Should I be concerned if my charger is earthed (grounded) or not?
Solution 1:
All Power Supplies must meet 4 critieria
- 1) Safety; for Hipot, leakage to earth and other things.
- 2) EMI compatibility
- 3) meet product requirements for AC-DC or AC-RF mobile charger
4) Low Cost
-
Will they fail from a 6kV lightning transient?
- possibly (especially in Florida) but not 2~3kV according to regional product power standards in an area protected with line lightning arrestors
Are you safe from secondary breakdown and getting zapped
- yes if they are compliant and there are no manufacturing defects.
- all manufacturers are only required to do 100% Hipot and leakage tests but not EMI tests
What about EMI?
- It is well defined in most countries but with the flooded online aftermarket of 3rd party power adapters, it's a gray zone.
The 3rd party or aftermarket chargers like OEM's are self-regulated and are not tested with every target device as OEM's are required to do. So compatibility with load noise and switcher noise may vary if the step load rates happen to interfere under some load condition. So hypothetically it may become a source of EMI if not an OEM supply or may not have the smart communication signals over DC power to identify the match to the target device.
Radio and power line conducted interference requirements are well specified for consumer and commercial equipment.
Susceptibility has long been a corporate standard and then included in CE standards. The RF standard levels are shown in a graph below. But there are more tests for Hipot, leakage current to ground wire , ESD damage and sometimes a few more. ( coke spill test, drop test, temp rise test, short circuit test)
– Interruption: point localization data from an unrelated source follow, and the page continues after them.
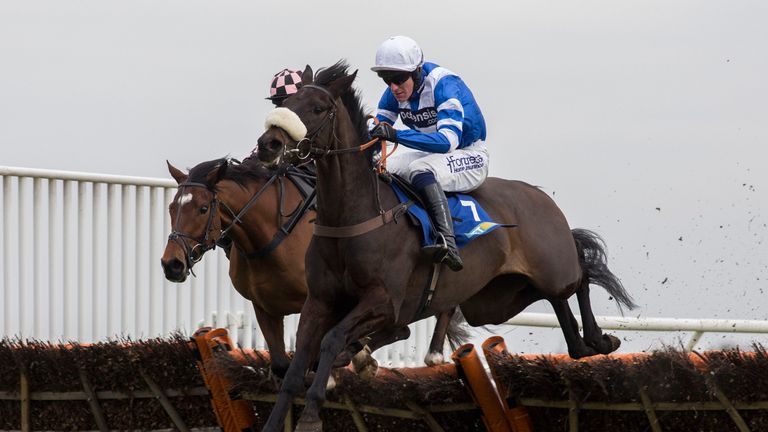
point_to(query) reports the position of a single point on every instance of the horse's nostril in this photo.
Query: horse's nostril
(173, 266)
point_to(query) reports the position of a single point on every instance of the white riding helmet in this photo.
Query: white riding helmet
(398, 53)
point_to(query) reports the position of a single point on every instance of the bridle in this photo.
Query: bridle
(306, 147)
(312, 150)
(202, 243)
(194, 254)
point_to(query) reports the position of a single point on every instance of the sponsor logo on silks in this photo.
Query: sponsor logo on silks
(422, 118)
(480, 229)
(464, 163)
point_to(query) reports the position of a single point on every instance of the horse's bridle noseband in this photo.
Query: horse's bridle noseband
(305, 148)
(202, 243)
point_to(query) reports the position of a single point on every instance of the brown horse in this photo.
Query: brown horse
(265, 264)
(373, 282)
(258, 208)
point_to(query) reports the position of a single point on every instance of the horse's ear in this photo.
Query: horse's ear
(341, 85)
(217, 173)
(307, 77)
(176, 173)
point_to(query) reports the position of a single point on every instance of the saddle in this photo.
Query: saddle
(469, 219)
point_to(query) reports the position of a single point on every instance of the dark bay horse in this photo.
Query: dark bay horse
(255, 205)
(373, 282)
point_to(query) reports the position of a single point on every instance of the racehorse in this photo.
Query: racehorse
(267, 216)
(266, 265)
(373, 281)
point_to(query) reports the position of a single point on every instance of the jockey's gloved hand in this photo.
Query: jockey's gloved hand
(386, 131)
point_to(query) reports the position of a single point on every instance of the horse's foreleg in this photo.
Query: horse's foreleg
(315, 321)
(593, 336)
(272, 328)
(576, 346)
(435, 354)
(365, 318)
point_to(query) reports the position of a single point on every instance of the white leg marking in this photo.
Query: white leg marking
(433, 359)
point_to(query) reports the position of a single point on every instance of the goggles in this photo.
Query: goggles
(397, 78)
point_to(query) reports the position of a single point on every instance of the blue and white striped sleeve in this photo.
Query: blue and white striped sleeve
(450, 119)
(388, 108)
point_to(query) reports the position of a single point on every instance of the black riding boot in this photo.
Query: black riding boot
(437, 206)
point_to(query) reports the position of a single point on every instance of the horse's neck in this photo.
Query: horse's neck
(257, 222)
(346, 192)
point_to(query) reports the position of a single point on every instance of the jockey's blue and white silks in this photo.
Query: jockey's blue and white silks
(469, 219)
(441, 115)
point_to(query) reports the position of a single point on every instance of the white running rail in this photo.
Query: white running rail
(81, 261)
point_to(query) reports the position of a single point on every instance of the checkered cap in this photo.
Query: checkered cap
(284, 83)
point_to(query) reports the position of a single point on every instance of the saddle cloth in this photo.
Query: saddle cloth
(469, 219)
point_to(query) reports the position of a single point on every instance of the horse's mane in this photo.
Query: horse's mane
(250, 169)
(350, 99)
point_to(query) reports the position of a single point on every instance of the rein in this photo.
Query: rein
(282, 232)
(181, 238)
(384, 217)
(306, 147)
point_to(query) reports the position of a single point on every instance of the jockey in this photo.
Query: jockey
(284, 83)
(446, 132)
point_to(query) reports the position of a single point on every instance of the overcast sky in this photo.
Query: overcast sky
(647, 121)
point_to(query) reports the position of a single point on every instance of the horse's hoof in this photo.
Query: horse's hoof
(606, 344)
(331, 384)
(582, 352)
(364, 365)
(276, 380)
(613, 341)
(343, 359)
(434, 359)
(309, 426)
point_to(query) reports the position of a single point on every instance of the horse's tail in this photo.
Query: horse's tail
(457, 333)
(593, 263)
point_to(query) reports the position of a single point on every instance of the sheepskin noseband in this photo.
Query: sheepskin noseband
(288, 121)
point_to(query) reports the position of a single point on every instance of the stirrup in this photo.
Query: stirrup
(441, 253)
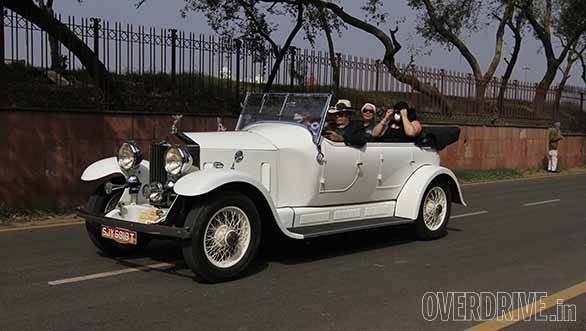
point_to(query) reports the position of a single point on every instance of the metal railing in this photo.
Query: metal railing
(169, 70)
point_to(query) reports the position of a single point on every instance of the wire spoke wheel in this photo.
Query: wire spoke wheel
(227, 237)
(435, 207)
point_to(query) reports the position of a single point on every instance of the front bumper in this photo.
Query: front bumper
(152, 229)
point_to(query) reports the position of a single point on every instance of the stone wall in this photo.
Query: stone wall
(509, 147)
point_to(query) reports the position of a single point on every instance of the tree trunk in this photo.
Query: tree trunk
(58, 30)
(283, 51)
(417, 85)
(544, 85)
(510, 66)
(391, 48)
(481, 87)
(563, 82)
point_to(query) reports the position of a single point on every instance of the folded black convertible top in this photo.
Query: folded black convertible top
(438, 137)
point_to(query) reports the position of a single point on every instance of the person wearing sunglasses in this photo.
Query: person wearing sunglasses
(368, 119)
(400, 124)
(347, 131)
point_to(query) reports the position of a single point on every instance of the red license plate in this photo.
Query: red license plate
(120, 235)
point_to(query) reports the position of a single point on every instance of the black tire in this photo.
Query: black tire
(98, 205)
(199, 217)
(425, 232)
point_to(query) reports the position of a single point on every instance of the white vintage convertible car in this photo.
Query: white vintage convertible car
(218, 191)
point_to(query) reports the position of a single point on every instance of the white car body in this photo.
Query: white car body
(377, 181)
(218, 192)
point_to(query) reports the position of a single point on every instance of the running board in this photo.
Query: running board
(334, 228)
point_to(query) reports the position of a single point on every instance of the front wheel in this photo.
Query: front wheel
(434, 212)
(226, 236)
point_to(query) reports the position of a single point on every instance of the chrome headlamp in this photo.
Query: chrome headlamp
(177, 161)
(129, 156)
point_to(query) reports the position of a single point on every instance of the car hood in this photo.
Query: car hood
(231, 140)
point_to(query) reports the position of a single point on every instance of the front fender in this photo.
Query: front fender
(411, 195)
(205, 181)
(109, 166)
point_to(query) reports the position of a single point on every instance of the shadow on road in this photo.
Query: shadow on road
(276, 248)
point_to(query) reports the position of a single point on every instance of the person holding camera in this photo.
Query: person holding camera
(368, 111)
(400, 124)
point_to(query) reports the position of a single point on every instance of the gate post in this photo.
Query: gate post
(1, 33)
(173, 54)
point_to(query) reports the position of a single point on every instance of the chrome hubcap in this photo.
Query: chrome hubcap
(227, 237)
(435, 208)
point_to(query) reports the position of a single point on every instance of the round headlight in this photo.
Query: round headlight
(177, 161)
(129, 156)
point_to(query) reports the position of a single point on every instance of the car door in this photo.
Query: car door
(339, 173)
(396, 163)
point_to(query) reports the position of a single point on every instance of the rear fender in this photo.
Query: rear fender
(411, 195)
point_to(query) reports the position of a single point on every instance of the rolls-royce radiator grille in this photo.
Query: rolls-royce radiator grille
(157, 161)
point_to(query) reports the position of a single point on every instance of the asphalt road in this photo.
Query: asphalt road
(518, 237)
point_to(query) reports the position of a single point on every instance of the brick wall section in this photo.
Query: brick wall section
(507, 147)
(42, 155)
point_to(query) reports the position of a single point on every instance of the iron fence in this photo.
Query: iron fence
(170, 70)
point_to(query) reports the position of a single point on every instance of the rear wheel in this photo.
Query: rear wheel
(434, 212)
(100, 204)
(225, 239)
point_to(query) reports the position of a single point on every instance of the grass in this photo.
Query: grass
(10, 215)
(482, 175)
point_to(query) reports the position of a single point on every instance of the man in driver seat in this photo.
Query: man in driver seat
(347, 131)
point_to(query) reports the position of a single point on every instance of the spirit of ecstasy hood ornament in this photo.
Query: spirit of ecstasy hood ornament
(177, 119)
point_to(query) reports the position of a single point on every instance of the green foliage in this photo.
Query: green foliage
(481, 175)
(458, 17)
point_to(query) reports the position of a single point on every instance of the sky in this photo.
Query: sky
(165, 14)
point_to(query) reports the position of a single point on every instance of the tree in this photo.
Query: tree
(516, 24)
(57, 60)
(390, 42)
(576, 53)
(446, 21)
(30, 11)
(567, 19)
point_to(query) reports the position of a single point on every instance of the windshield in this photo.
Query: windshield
(305, 109)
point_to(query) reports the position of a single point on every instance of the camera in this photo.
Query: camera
(396, 117)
Beside converting AC to DC which usually generates a lot fast rise time current pulses, the purpose is to minimize this "egress" going out and "ingress from power line transients (PLT) and lightning noise.
There are many methods to this AC-DC conversion. Long ago bricks just pumped high pulse currents just after a bridge rectifier peak voltage that had to be sustained until the next half cycle. These were notorious for causing external mic buzz issues on some 3rd party desk mics for laptops and even towers with ATX 50kHz SMPS converters. The converters didn't radiate that far but far enough to be picked up by an unbalanced desktop mic plugged into an ungrounded mobile laptop or even a grounded desktop. Usually ok, but some were caused a buzz.
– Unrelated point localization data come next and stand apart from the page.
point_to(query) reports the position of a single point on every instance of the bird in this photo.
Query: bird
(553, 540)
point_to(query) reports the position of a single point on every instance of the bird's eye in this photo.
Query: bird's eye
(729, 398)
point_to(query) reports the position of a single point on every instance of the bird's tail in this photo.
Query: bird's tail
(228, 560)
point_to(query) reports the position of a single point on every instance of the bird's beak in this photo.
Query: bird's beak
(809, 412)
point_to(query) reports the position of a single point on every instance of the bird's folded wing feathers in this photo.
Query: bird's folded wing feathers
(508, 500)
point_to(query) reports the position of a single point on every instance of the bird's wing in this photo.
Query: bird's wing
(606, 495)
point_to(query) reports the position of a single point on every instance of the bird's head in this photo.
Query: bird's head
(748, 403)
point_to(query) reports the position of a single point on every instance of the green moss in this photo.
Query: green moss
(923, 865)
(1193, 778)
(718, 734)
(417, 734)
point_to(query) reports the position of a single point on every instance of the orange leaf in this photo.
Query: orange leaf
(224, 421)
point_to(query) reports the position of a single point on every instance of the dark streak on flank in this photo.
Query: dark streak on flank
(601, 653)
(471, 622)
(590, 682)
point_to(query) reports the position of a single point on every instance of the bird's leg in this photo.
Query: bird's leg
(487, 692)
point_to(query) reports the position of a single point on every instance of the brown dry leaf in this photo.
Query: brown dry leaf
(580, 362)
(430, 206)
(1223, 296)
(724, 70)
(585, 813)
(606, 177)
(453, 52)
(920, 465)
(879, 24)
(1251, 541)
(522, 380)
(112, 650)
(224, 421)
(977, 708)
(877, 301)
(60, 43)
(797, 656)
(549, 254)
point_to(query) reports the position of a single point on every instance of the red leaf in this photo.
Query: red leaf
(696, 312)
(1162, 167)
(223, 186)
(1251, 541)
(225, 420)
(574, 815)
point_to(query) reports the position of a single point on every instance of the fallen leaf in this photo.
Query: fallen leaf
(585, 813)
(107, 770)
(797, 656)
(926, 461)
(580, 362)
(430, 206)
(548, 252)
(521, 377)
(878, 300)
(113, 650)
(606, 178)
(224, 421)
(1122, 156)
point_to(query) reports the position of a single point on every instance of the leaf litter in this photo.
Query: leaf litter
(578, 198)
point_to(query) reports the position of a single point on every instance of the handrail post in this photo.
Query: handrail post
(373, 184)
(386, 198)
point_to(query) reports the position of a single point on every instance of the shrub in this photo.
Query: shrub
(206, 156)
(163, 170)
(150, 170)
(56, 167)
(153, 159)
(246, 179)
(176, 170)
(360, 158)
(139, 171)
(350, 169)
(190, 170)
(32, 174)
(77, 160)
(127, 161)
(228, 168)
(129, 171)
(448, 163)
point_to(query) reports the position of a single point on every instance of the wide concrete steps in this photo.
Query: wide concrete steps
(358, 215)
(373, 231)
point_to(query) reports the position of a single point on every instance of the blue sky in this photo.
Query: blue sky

This is due the common mode stray EMI coupling into an unbalanced high impedance mic( or radio or other elctronic device nearby) and the receiving cable converts the CM noise into a differential voltage due to unbalanced impedance on signal vs ground.
The most common solution is a 2 way Pi Filter , sometimes in two stages. The winding balance is critical and the Y caps to earth ground are plastic high quality and rated for lightning transients for breakdown safety.
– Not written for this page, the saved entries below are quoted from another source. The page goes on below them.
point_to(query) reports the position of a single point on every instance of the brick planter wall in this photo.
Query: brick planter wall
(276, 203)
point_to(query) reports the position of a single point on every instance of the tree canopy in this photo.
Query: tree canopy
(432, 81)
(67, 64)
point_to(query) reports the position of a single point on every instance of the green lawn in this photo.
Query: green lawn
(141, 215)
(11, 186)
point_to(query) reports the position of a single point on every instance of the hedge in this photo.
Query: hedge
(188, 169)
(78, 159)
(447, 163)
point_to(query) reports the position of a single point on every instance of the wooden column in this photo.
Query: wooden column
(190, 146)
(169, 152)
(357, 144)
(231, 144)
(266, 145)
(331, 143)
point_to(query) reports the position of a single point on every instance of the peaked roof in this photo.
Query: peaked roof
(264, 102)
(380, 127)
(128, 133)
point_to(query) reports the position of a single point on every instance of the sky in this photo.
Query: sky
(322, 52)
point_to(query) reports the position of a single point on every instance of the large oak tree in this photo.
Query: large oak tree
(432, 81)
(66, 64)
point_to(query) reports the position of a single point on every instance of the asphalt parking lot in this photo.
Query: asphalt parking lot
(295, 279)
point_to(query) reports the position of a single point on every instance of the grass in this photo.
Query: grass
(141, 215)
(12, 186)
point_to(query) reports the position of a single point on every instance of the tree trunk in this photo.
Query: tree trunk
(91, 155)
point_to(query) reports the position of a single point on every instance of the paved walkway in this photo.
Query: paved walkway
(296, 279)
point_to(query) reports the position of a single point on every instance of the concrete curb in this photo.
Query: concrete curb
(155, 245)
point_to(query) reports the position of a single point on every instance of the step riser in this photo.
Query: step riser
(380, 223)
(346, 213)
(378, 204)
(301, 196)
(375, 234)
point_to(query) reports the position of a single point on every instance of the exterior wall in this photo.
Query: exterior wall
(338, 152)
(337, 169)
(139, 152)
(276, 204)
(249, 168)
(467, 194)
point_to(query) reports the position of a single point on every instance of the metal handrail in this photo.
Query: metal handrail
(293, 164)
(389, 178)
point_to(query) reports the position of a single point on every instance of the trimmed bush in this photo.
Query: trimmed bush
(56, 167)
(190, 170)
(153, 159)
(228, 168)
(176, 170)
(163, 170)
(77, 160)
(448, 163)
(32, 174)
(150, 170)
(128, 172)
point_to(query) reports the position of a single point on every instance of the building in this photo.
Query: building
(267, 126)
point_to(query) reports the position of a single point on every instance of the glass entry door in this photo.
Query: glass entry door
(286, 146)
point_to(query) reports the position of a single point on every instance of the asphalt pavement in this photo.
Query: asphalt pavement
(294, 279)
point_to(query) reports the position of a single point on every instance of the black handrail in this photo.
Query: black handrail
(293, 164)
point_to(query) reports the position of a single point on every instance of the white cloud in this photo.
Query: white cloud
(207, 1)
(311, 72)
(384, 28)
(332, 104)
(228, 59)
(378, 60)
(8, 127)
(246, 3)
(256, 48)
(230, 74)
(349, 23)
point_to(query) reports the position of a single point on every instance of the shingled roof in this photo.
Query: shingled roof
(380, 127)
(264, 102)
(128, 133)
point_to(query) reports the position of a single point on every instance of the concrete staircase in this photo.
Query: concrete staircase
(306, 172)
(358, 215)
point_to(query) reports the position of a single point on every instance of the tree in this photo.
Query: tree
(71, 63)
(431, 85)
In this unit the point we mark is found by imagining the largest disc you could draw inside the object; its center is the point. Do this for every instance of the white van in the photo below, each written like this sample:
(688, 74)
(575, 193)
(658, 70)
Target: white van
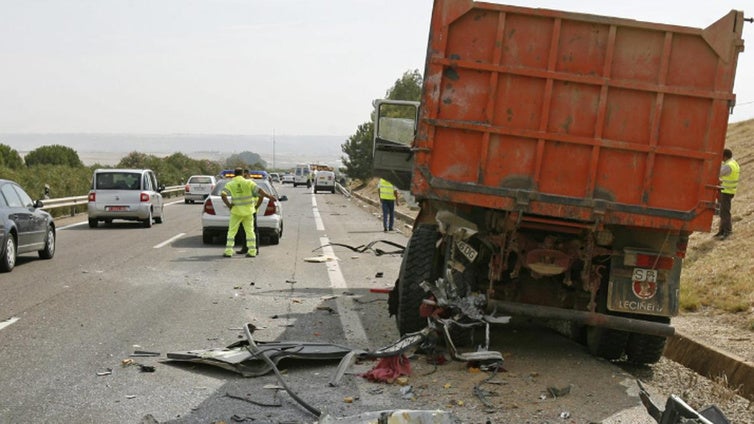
(303, 175)
(324, 180)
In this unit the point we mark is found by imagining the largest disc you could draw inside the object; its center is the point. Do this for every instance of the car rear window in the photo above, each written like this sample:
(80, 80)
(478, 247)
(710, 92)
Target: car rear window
(117, 181)
(200, 180)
Now you have notied that many mobiles with low power mobiles e.g. iPhones, iPads do not use 3 pronged plugs. Instead they higher frequency Ac-DC converters where the CM noise can be absorbed in the lossy ferrite CM choke instead of being shunt from CM choke to earth ground.
Emission levels
An example of some 2 pronged AC-DC noise filters ( PLT protection not shown)
This does not mean ALL 2 pronged mobile chargers are compliant to conducted/radiated ingress/egress but many are such as Apple's.
So don't be worried. Just be aware of the requirements and possible EMI and susceptibility to damage or interference from lightning or power line transients and changes to local standards in your country.
Just beware of of the requirements and 3rd party chargers that have not been certified with your equipment. It may be OK, so trust but verify or don't trust.
Your choice.
edit
Content References: all from my experience as an EE since 1975 doing R&D, Test Eng , CMS and EMI testing.